Düşünce dünyamızın sönmeyen Ziya’sı
Elimde tüfenk, gönlümde iman,
Dileğim iki: Din ile vatan…
Ocağım ordu, büyüğüm Sultan,
Sultan’a imdad eyle Yârabbi!
Ömrünü müzdad eyle Yârabbi!
Ziya Gökalp
Hâlihazırda yaptığımız tartışmalar yirminci yüzyıl başlarında yaşadığımız problemlerin günümüzde de devam ettiğini gösteriyor.
Bugün yirminci yüzyılın başındaki bunalımların neredeyse aynısını yaşıyoruz, millet olarak. O günün meselesi bugünün meselesi hâlâ.
Yaşadığı döneme ve sonraki zamanlara damgasını vurmuş bir düşünür Ziya Gökalp’e getirmek istiyorum sözü.
Gökalp’in vefatının üzerinden bugün itibarıyla tam bir asır geçmiş. Gökalp’in -yirminci yüzyılın başlarında- üzerinde kafa yorduğu meseleler bugün de canlılığını koruyor. Bugün de yine aynı meseleleri konuşuyor aynı soruların cevaplarını arıyoruz.
Bugün kimlik tartışmaları hâlâ Ziya Gökalp’in düşünceleri ve tezleri üzerinden yapılıyor. Bu durum mevcut toplumsal referanslarda onun düşüncelerinin hâlâ çok önemli bir karşılığı olduğu anlamına geliyor; Gökalp’in fikirlerine yeniden göz atma mecburiyeti doğuyor.
Osmanlının son döneminden itibaren pek çok fikir akımı ‘devleti nasıl kurtarırız’ üzerine düşünceler serdederken gelişti. Bir beka sorunuyla karşı karşıya kalındığı için o düşünceler art arda filizlendi, neşet buldu. Bunları biliyoruz; Batıcılık, Osmanlıcılık, İslamcılık, Türkçülük...

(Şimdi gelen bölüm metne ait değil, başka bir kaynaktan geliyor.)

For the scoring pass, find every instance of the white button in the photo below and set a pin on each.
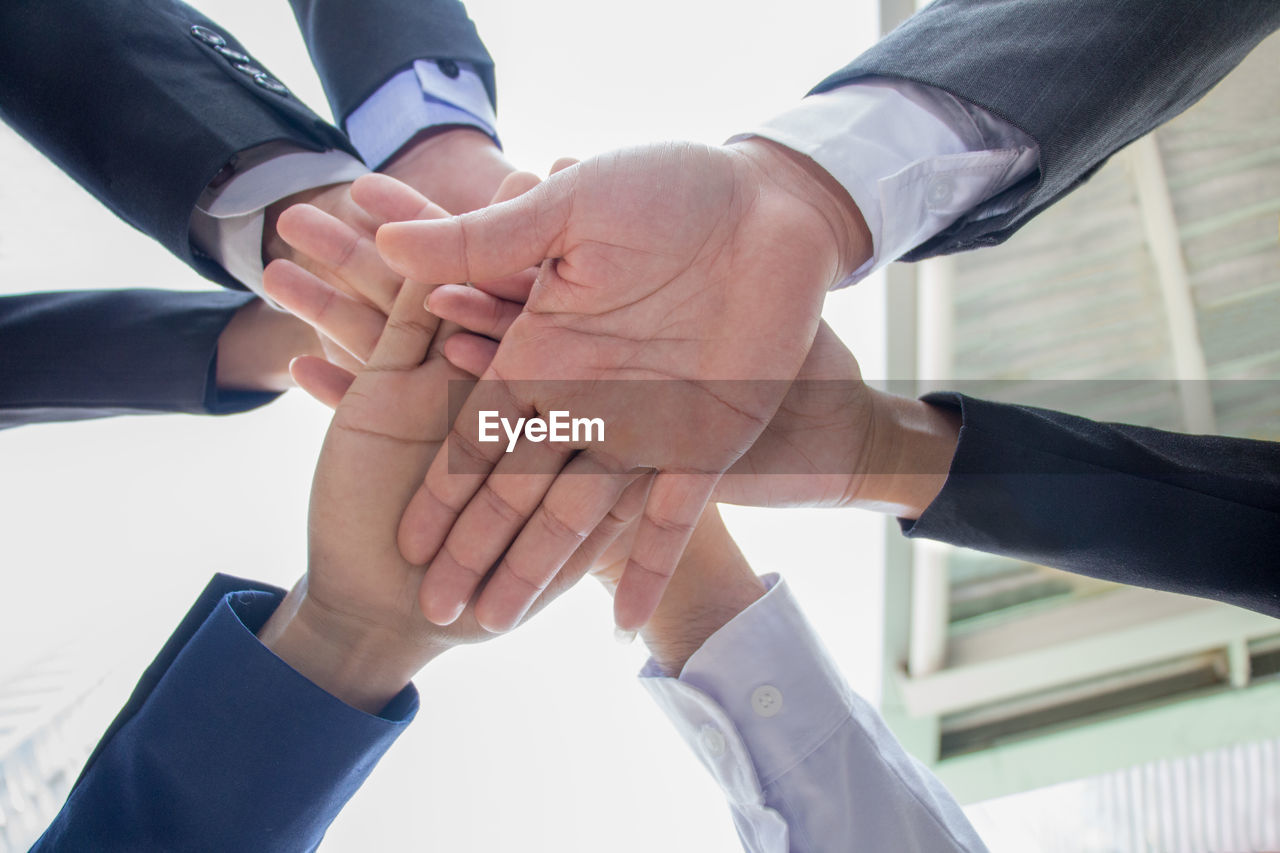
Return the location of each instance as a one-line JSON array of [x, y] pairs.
[[713, 740], [940, 191], [767, 701]]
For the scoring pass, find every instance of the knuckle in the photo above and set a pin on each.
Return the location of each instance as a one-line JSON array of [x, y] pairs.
[[533, 582], [558, 528], [460, 566], [501, 506]]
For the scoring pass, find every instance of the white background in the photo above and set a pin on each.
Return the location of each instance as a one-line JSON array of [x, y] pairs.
[[540, 740]]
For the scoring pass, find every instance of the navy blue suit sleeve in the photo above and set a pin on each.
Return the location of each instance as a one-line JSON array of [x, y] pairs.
[[138, 103], [92, 354], [359, 46], [1197, 515], [223, 746]]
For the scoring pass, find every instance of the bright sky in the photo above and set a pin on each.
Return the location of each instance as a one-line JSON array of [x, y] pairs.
[[539, 740]]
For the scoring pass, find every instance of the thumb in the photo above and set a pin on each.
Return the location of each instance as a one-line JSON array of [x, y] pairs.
[[487, 243]]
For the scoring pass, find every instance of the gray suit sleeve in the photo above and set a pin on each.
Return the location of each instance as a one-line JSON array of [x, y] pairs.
[[1080, 77]]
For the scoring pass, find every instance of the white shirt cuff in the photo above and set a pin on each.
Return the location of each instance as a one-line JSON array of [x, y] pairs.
[[228, 227], [798, 753], [416, 99], [913, 158]]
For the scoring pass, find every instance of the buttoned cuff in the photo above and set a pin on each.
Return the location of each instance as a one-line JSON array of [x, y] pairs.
[[771, 676], [910, 156], [227, 223], [430, 94]]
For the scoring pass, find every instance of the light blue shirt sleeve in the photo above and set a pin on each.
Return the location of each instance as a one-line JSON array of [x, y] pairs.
[[805, 763], [228, 224], [913, 158], [416, 99]]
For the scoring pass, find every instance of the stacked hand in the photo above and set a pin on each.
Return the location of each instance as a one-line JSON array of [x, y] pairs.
[[673, 263], [352, 625], [327, 232]]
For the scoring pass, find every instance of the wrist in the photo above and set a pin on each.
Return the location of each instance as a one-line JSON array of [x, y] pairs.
[[801, 177], [329, 197], [360, 664], [711, 587], [908, 456], [458, 167], [256, 346]]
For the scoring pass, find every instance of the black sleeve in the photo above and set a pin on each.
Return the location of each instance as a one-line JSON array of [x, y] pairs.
[[1189, 514], [1080, 77], [95, 354], [140, 104], [357, 46]]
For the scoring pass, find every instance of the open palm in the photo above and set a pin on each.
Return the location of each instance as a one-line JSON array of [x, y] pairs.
[[696, 269]]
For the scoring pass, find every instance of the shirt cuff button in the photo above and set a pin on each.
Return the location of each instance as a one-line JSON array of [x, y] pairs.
[[712, 742], [767, 701]]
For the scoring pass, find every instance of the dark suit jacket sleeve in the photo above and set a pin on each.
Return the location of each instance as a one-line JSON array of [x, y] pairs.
[[1080, 77], [124, 99], [1189, 514], [94, 354], [359, 46], [223, 746]]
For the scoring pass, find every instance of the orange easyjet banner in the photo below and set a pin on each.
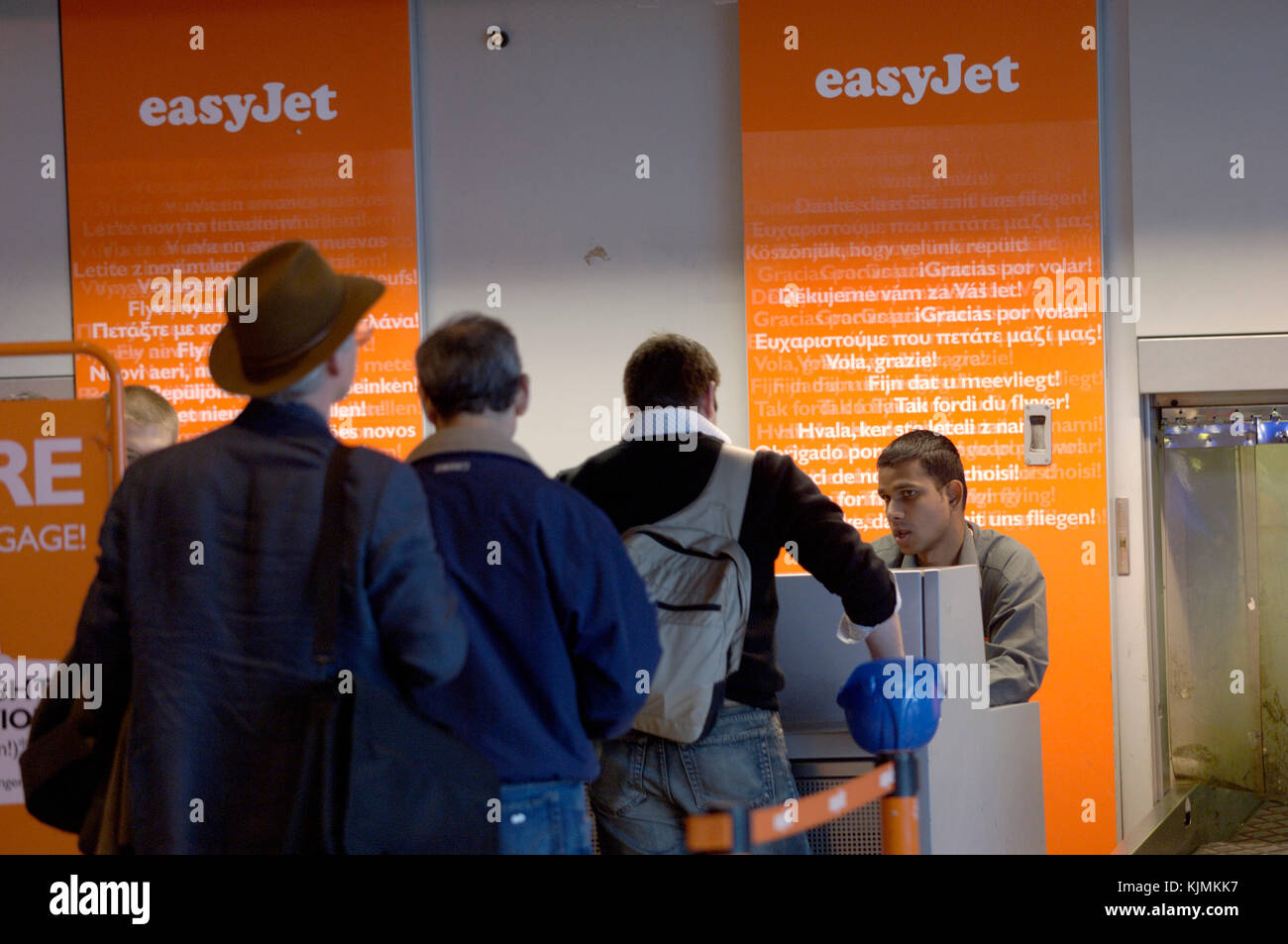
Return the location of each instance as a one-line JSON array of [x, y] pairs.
[[198, 136], [922, 252], [54, 488]]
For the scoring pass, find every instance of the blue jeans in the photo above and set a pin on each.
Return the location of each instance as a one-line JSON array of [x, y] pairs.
[[546, 818], [647, 785]]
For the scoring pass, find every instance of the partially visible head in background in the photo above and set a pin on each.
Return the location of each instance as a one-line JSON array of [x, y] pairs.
[[151, 423], [671, 371], [469, 367]]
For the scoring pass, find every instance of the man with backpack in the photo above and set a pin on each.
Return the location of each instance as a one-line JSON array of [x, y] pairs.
[[675, 489]]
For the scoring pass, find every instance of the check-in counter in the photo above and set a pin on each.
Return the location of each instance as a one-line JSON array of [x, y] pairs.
[[980, 777]]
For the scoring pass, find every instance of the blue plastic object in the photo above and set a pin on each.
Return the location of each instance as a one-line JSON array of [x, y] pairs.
[[893, 704]]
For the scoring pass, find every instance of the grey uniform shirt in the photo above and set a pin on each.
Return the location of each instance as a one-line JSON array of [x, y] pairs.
[[1013, 601]]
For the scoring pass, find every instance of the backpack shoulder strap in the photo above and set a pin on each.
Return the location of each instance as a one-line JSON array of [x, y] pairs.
[[725, 494]]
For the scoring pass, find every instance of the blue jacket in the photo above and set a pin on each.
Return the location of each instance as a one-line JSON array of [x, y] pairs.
[[559, 621], [218, 635]]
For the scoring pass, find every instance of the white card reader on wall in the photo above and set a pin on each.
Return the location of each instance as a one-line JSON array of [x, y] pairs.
[[1037, 434]]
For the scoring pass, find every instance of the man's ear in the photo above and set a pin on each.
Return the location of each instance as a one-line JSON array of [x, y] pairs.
[[708, 402], [523, 395], [428, 406]]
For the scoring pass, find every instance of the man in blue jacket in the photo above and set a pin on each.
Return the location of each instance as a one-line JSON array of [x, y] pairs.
[[201, 600], [562, 631]]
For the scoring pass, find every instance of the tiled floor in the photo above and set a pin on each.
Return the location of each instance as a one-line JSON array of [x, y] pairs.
[[1265, 833]]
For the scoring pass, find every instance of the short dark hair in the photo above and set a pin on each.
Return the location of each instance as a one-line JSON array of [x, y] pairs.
[[468, 365], [669, 371], [935, 452]]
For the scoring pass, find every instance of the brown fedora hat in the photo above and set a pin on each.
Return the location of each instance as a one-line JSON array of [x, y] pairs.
[[303, 313]]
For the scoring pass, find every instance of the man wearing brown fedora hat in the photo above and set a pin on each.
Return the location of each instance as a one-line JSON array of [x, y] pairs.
[[202, 608]]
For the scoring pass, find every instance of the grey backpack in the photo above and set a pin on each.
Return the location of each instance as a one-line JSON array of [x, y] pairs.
[[699, 578]]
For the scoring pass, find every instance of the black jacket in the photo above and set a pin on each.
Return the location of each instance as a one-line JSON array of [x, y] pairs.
[[643, 480]]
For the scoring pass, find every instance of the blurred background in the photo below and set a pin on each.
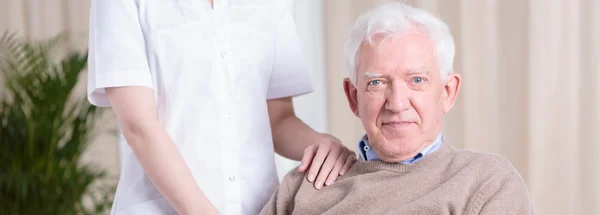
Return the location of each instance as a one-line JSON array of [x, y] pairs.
[[531, 92]]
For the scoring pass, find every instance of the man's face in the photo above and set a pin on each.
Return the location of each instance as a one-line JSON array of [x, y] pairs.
[[399, 95]]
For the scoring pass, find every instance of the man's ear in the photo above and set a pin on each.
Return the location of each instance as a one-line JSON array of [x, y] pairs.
[[451, 90], [351, 92]]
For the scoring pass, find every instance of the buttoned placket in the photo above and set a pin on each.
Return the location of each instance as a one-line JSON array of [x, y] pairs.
[[229, 143]]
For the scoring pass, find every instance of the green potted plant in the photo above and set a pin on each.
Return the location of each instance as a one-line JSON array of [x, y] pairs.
[[45, 126]]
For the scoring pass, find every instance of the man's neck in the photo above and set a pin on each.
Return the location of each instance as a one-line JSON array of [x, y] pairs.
[[367, 153]]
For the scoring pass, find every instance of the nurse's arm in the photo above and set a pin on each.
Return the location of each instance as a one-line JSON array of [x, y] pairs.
[[326, 156], [135, 110]]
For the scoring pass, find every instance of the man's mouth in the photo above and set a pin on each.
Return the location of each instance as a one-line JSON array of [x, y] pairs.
[[398, 124]]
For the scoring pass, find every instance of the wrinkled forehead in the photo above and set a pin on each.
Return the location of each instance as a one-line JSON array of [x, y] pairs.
[[408, 53]]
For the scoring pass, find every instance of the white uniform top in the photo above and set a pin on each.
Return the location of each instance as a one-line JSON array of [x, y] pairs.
[[212, 71]]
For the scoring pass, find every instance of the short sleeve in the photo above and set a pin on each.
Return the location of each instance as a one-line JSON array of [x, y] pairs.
[[290, 75], [117, 52]]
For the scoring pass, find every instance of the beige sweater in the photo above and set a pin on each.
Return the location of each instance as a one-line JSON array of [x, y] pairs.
[[448, 181]]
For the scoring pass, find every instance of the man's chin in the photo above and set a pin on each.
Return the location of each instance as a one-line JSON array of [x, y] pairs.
[[399, 133], [397, 150]]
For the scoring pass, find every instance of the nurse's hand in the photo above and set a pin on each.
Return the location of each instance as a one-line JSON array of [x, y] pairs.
[[327, 159]]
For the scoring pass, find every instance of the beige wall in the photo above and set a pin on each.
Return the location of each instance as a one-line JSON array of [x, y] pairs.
[[531, 90]]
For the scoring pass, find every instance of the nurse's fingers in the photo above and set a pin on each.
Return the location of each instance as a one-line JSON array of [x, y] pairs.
[[317, 162], [307, 157], [327, 166], [339, 163], [350, 160]]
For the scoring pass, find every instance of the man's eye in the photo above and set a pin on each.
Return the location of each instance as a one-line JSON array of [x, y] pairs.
[[418, 80], [375, 82]]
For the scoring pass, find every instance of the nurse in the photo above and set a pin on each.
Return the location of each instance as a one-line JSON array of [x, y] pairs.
[[202, 92]]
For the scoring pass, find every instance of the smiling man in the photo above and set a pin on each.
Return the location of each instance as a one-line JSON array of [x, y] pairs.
[[401, 84]]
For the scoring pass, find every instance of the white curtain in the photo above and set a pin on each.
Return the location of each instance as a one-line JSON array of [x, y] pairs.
[[531, 90]]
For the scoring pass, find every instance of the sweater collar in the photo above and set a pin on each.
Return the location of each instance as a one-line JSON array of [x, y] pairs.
[[370, 166]]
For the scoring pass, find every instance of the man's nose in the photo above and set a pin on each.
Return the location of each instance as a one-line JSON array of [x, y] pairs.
[[397, 99]]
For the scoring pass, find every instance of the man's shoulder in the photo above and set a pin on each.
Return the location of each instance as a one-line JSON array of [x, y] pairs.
[[293, 178], [485, 163]]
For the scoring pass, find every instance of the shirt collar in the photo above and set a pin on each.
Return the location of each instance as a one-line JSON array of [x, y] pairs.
[[368, 154]]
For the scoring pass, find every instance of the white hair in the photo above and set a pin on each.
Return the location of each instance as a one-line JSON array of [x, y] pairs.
[[392, 19]]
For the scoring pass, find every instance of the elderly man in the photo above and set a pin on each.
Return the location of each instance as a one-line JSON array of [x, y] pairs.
[[401, 84]]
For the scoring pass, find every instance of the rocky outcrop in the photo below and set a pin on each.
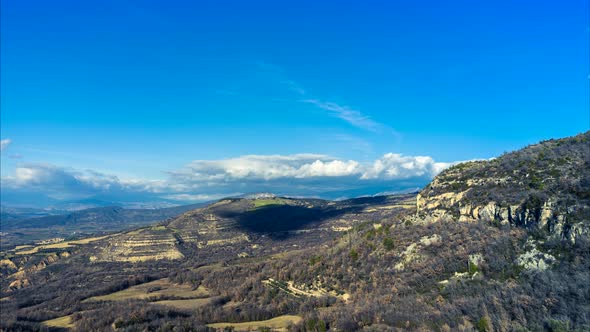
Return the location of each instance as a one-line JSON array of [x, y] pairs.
[[543, 187]]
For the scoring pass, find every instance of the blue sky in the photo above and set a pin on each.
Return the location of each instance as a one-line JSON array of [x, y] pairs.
[[140, 90]]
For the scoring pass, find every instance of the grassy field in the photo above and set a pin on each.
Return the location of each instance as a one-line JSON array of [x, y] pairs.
[[154, 289], [276, 324], [61, 322], [60, 245]]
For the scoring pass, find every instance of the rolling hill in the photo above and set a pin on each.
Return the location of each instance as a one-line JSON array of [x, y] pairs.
[[498, 245]]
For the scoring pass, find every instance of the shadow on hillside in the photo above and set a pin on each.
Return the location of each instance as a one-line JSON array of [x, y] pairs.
[[280, 221]]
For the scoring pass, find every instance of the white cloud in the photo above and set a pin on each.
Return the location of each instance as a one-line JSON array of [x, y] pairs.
[[347, 114], [4, 144], [204, 180], [396, 166]]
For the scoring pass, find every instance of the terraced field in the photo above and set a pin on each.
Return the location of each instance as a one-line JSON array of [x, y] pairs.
[[280, 323], [141, 245]]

Devletimizin zor zamanlarında çöküşün acılarını yaşayan ve ‘çıkış yolu’ öneren pek çok düşünür çıktı.
Devlete ve millete ‘yeni hayat’ teklif edenlerin başında gelen bir isim Ziya Gökalp.
Hem değişen çağa hem de yıkılışa şahit bir düşünür olarak Gökalp, çözüm arayışına girişir; sadece bir düşünür olarak yaşamaz, aynı zamanda yukarıdaki andığımız fikirler arası çatışmanın önünü alma misyonunu üstlenir. Devlete ve millete -bir çıkış yolu olarak- önerisini “Türk milletindenim, İslam ümmetindenim, Garp medeniyetindenim” diyerek formüle eder. Türklük cereyanının Osmanlılığın karşıtı olmadığını, aksine onu teyid eden bir cereyan olduğunu söyler. “Türklük, kozmopolitliğe karşı İslamiyet ve Osmanlılığın hakiki istinatgâhıdır.” diyerek yeni kurulacak düzenin ve sistemin de şifrelerini verir. Yeni oluşturulacak düzen Türk milliyetçiliği üzerinde yükselecek, ‘yeni hayat’ bir milletin adı üzerinde neşet bulacaktır.
Altını çizmekte yarar var: ‘Yeni Türkiye’de atılacak her adımın, yapılacak her reformun milletin ruhundan beslenmesi gerektiğini ifade eden Gökalp’in dil meselesinden yeni hukuki düzenlemelere kadar pek çok meselede radikal kopuşlara karşı duruşu vardır.
Diğer yandan Gökalp’in 1924 yılında -Cumhuriyet’in ilanından bir yıl sonra- vefat etmesi Cumhuriyet Türkiyesi’ne ‘Gökalp düşüncesi’nin etkisini sınırlı kıldı. Eserlerinin basımı Cumhuriyet’in ilanından senelerce sonra gerçekleşti. En çok okunan ve üzerinde en çok fikir yürütülen kitabı ”Türkçülüğün Esasları”nın yeni alfabeyle basılma tarihi 1939. Harf inkılabından on bir yıl sonra. Yazılarının derlenmesi ve kitaplarının yayımlanması doğumunun 100. yıl (1976) dönümünde mümkün oldu.
Vefatının 100. yılında şunu söylemek isterim: Gökalp, yaşadığı çağı ve toplumu yakından gözlemleyen bir sosyolog düşünür. Toplumuna ve devletine önerisi var. Onun söyledikleri ve yazdıkları yalnız Türk düşünce tarihi açısından değil aynı zamanda günün meselelerini anlayabilmek ve doğru bir şekilde yorumlayabilmek için hâlâ önemini koruyor.
Gökalp, Cumhuriyet’i yönetenlerin fikirlerine çok büyük etki edemese de yakın tarihimizin en önemli düşünürlerinden ve şahitlerinden biri. Türk milliyetçiliğinin fikir babası.
“Ziya Gökalp’e sahip olmak, Türkler için bir tâlih eseridir” demişti Halil İnalcık.
Milli düşüncenin hangi kapısını aralarsak aralayalım onun düşüncesinin izlerine rastlarız. O sadece bir düşünür değil, ahlakı ve duruşuyla da düşünce dünyamızın sönmeyen Ziya’sı.